Alexander Molinari, also known as Alessandro and Alois (5 January 1772, Berlin — 20 January 1831, Dresden) was a German-born portrait painter of Italian ancestry. He worked in several countries, but is best-known for his portraits of the Russian and Polish nobility.

Biography 
From 1787, he studied at the Berlin Academy of Arts, where he excelled in portraits. After graduating, he worked in Rome (1795), Vienna (1796-1797), Glogau and, around 1800, Weimar. While decorating a church in Glogau, he met and befriended the writer, E. T. A. Hoffmann. Later, he would be the inspiration for the artist, "Berthold", in Hoffmann's story, The Jesuit Church in G (1817).

The year 1806 found him in Saint Petersburg, where he was warmly welcomed by Salvatore Tonci, the unofficial leader of an Italian artists' colony in Moscow. By 1807, he was well-established as a portrait painter.
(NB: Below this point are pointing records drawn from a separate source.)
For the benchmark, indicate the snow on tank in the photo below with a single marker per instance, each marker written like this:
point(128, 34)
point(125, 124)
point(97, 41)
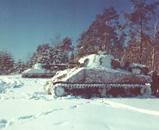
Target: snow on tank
point(100, 75)
point(39, 70)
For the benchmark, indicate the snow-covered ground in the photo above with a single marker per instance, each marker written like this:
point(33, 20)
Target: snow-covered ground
point(24, 105)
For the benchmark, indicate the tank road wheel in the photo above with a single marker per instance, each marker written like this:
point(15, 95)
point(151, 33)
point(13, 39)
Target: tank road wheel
point(59, 91)
point(102, 92)
point(144, 91)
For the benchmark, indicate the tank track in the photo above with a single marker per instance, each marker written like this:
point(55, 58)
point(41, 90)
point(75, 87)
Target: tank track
point(61, 88)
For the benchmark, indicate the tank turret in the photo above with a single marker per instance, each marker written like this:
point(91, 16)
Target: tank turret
point(100, 75)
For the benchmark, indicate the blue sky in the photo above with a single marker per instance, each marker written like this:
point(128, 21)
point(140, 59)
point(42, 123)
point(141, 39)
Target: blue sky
point(25, 24)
In 1810, with Tonci's assistance, he was able to find employment as a drawing teacher for the family of Count , a bibliophile and amateur poet: living on his estate north of Obninsk. 

He soon became a favorite artist of the Russian aristocracy; who admired his knowledge of foreign art, and corresponded with many, including Tsar Alexander I. Occasionally, he collaborated with another well-known portraitist, Orest Kiprensky.

In 1816, he and Kiprensky both left Russia; possibly for political reasons. He went to Warsaw, and lived there until 1822. This was followed by periods in Berlin and Dresden, where he died suddenly, from a stroke, at the age of fifty-nine. 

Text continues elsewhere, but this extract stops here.